Oleh:
Join Kristian Zendrato
Saya kira,
suara-suara sumbang yang menentang absolutisme, khususnya dalam dunia teologi,
sudah tidak asing lagi bagi sebagian orang. Klaim-klaim absolut yang ditolak
misalnya keabsolutan pribadi dan karya Kristus sebagai satu-satunya jalan
keselamatan, bahwa Alkitab adalah satu-satunya Firman Allah, dan sebagainya.

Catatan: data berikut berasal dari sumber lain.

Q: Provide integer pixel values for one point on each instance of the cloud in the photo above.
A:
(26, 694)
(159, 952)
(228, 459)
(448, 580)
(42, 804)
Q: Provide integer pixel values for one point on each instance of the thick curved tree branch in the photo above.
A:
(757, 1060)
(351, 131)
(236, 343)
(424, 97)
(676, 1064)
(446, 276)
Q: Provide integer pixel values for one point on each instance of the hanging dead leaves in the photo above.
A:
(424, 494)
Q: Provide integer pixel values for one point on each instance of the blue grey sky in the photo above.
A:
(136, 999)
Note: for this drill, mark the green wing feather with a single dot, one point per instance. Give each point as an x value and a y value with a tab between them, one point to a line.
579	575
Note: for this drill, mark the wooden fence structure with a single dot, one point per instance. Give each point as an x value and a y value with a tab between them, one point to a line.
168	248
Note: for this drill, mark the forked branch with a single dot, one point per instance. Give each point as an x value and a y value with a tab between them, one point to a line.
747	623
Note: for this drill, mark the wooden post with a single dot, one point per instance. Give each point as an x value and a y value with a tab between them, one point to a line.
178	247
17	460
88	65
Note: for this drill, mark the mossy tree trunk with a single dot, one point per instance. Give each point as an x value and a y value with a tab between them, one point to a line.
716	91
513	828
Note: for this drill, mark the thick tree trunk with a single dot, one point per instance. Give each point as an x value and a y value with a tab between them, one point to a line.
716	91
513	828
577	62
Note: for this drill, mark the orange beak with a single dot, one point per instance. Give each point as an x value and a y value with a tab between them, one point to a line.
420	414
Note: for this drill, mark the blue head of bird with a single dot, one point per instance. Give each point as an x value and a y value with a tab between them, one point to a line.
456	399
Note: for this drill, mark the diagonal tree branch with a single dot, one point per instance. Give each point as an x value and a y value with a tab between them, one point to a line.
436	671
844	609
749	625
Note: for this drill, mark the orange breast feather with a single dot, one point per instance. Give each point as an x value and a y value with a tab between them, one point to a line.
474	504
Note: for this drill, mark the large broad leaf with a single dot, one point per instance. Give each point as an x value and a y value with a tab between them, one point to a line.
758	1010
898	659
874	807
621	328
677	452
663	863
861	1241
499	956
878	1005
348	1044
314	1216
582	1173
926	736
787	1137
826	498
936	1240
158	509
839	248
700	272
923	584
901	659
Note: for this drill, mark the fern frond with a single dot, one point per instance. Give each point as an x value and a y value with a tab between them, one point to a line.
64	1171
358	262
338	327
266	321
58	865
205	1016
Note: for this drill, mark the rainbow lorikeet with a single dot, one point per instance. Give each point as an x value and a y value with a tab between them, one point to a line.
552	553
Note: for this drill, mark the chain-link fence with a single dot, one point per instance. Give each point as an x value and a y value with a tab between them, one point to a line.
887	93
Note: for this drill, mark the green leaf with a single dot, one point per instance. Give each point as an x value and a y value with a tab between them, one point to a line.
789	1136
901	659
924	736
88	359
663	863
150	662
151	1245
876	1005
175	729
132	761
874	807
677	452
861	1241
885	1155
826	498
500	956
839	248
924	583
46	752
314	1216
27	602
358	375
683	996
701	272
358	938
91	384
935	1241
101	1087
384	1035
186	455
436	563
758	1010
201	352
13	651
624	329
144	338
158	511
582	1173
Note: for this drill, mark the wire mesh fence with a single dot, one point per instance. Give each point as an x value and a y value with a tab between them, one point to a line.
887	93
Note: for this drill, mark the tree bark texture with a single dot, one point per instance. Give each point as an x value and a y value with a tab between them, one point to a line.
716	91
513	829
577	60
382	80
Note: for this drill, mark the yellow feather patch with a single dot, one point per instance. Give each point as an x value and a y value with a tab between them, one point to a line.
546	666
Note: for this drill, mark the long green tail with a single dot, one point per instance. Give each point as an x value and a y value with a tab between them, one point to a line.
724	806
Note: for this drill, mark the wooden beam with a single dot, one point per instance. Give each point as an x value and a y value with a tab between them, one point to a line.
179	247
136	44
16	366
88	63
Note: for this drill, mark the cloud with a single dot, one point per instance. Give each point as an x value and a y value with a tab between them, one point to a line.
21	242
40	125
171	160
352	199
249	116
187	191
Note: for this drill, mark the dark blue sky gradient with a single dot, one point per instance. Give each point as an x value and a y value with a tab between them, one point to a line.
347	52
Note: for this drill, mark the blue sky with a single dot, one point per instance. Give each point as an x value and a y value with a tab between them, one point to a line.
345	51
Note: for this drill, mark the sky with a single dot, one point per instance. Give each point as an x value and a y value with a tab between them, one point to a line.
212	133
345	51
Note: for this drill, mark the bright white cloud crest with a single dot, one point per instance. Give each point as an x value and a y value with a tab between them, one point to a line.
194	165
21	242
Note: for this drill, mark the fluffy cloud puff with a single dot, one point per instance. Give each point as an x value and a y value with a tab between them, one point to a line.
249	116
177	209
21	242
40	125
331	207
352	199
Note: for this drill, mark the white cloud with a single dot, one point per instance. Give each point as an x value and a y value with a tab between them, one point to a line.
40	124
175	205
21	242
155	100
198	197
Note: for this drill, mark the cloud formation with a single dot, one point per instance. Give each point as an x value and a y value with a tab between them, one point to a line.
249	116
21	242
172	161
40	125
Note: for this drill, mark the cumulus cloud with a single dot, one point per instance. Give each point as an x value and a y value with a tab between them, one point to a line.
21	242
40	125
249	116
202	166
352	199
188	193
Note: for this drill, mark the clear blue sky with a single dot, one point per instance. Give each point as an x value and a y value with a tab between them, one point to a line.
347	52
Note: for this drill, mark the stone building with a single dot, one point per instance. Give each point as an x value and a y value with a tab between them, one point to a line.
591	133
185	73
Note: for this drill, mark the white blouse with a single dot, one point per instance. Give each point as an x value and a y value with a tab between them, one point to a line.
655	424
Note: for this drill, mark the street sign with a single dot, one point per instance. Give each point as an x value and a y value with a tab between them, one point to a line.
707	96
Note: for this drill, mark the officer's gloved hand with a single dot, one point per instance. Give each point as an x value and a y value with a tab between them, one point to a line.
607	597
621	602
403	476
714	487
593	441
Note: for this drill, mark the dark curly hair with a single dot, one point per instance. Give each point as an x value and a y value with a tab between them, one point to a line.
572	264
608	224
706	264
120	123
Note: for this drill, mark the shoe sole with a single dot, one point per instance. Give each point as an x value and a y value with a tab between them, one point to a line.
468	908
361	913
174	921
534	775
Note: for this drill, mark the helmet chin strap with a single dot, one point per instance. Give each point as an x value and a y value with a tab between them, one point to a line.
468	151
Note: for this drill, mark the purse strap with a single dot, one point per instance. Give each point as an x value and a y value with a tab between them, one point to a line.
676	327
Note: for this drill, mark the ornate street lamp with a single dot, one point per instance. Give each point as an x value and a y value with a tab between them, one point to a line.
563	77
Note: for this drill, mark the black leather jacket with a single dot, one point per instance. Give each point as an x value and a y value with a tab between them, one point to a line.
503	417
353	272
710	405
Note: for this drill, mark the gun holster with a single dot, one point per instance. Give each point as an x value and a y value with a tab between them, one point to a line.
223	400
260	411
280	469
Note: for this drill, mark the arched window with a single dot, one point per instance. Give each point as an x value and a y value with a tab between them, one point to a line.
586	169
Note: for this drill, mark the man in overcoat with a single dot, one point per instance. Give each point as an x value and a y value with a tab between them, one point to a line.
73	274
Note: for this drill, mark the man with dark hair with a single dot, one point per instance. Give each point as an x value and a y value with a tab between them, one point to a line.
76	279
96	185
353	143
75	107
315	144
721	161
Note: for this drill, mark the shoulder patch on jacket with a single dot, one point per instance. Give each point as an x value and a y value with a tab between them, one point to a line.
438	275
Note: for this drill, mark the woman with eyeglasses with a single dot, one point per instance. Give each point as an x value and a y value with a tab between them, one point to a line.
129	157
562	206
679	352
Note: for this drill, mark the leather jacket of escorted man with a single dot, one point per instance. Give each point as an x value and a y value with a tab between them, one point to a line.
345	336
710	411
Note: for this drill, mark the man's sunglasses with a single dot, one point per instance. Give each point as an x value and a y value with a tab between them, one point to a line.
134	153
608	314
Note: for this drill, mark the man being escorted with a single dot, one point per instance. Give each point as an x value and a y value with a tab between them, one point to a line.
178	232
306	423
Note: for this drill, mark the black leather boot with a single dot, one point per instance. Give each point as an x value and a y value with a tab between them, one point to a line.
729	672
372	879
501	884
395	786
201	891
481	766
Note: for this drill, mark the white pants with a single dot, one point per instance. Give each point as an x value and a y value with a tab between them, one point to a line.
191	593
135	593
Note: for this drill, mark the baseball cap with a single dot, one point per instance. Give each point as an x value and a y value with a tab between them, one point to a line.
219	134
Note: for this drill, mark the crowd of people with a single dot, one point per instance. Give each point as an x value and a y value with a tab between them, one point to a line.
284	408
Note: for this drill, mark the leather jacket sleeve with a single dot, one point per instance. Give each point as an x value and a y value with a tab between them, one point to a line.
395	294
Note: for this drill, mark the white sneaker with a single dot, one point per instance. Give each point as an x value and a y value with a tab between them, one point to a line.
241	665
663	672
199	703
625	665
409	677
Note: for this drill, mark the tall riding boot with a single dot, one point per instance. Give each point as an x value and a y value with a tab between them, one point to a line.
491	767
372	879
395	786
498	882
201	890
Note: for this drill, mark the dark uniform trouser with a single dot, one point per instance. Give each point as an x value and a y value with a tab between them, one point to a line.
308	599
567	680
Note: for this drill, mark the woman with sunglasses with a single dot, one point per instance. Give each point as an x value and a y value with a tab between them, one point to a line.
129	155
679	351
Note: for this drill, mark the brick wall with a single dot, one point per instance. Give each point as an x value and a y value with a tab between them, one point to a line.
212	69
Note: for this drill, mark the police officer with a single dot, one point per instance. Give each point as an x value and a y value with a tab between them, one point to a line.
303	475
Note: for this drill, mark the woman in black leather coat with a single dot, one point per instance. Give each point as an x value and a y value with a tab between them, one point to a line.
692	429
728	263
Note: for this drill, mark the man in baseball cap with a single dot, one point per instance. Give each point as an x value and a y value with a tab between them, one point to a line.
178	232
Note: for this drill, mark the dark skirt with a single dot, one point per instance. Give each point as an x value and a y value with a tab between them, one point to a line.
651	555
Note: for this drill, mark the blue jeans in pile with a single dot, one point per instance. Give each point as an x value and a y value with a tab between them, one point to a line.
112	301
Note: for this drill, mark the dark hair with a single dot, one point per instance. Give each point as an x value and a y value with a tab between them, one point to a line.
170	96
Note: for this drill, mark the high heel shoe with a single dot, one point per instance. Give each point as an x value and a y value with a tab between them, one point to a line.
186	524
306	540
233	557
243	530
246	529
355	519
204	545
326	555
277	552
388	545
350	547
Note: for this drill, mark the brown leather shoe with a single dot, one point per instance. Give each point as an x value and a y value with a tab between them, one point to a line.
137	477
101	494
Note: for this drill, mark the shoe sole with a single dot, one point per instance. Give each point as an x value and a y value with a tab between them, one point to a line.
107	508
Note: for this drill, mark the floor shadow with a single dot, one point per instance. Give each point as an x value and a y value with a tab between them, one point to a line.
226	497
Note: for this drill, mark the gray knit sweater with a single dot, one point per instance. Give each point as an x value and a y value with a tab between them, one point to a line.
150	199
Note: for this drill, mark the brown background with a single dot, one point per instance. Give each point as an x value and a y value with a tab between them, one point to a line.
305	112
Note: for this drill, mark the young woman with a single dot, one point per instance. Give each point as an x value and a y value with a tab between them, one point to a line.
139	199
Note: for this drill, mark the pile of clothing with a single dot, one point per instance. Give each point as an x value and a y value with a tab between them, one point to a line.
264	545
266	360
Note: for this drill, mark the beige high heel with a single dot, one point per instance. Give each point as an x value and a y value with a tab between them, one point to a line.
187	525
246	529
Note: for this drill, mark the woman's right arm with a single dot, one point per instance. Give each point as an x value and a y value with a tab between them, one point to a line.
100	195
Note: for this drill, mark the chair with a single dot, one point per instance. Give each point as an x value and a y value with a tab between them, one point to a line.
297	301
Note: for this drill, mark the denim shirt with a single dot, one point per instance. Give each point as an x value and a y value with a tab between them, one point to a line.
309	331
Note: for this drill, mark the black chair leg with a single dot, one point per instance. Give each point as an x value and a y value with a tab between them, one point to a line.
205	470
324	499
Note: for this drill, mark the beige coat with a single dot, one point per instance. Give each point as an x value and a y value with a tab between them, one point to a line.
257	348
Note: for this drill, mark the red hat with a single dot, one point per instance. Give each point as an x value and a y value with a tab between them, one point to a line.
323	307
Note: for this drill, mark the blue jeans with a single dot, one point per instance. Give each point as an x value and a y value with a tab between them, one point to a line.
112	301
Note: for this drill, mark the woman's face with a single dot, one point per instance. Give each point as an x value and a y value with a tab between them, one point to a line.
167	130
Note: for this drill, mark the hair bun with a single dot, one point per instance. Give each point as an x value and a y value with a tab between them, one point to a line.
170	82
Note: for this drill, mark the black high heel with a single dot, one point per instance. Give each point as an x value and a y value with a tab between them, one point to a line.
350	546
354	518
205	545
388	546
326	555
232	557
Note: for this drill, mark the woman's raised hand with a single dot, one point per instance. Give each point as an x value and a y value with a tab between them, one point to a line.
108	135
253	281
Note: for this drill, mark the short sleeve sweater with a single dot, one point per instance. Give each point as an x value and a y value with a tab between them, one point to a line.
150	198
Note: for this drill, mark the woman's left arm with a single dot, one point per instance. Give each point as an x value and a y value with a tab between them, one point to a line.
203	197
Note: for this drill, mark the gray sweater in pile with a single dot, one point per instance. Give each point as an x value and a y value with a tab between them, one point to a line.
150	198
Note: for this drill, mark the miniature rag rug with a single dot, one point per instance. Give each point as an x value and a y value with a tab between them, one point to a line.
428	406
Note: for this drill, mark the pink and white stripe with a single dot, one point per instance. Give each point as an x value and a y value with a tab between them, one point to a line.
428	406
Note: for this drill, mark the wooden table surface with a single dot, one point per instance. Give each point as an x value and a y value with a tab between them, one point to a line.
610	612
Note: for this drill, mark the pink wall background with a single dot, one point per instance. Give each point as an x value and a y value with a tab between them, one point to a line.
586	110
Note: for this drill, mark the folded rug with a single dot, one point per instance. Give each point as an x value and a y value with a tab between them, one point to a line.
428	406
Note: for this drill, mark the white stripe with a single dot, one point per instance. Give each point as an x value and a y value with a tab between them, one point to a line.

Saya semakin heran dengan kenyataan bahwa penolakan ini sering datang dari
orang-orang yang menyebut diri mereka sebagai Kristen. Saya berpendapat bahwa
orang-orang yang menolak klaim-klaim absolut dalam kekristenan seperti klaim
bahwa Yesus adalah satu-satunya jalan keselamatan atau bahwa Alkitab adalah
satu-satunya firman Allah yang berotoritas, dan sebagainya adalah bukan orang
Kristen yang sejati.
Saya mencatat
dua hal yang paling umum sering digunakan sebagai dasar untuk menolak
klaim-klaim absolut ini.
Pertama.
Pada umumnya dasar yang sering digunakan untuk menolak klaim-klaim absolut
adalah toleransi. Lebih tepatnya saya
menyebutnya toleransi yang tidak tepat.
John Stott, seorang teolog Injili, telah mendeskripsikan dengan baik posisi orang-orang semacam ini
dalam penjelasannya berikut ini:
Kita diberitahu bahwa bersikap dogmatik adalah sesuatu yang buruk. Tetapi menurut seorang kritikus, ‘jika Anda harus bersikap dogmatik, simpan untuk diri Anda sendiri. Pegang definisi Anda sendiri (jika Anda memaksa mau bersikap seperti itu), dan biarkan orang lain memegang definisi mereka sendiri. Bersikaplah toleran. Pikirkan urusan Anda sendiri, dan biarkan semua orang lain memikirkan urusan mereka sendiri.’ ...bersikap positif, jika perlu bersikap dogmatik yang positif, tetapi jangan pernah bersikap negatif. Kita diberitahu untuk ‘menyatakan apa yang kita percaya, tetapi jangan melawan apa yang dipercaya orang lain.’[1]
D.A Carson
mengeluhkan bahwa toleransi seperti ini “menuntut kita untuk tidak mengkritik
opini-opini orang lain.”[2]
Terhadap hal-hal
di atas saya mau memberikan beberapa komentar. Pertama-tama, saya menganggap
bahwa orang-orang yang suka berteriak bahwa “tidak ada apa pun yang absolut”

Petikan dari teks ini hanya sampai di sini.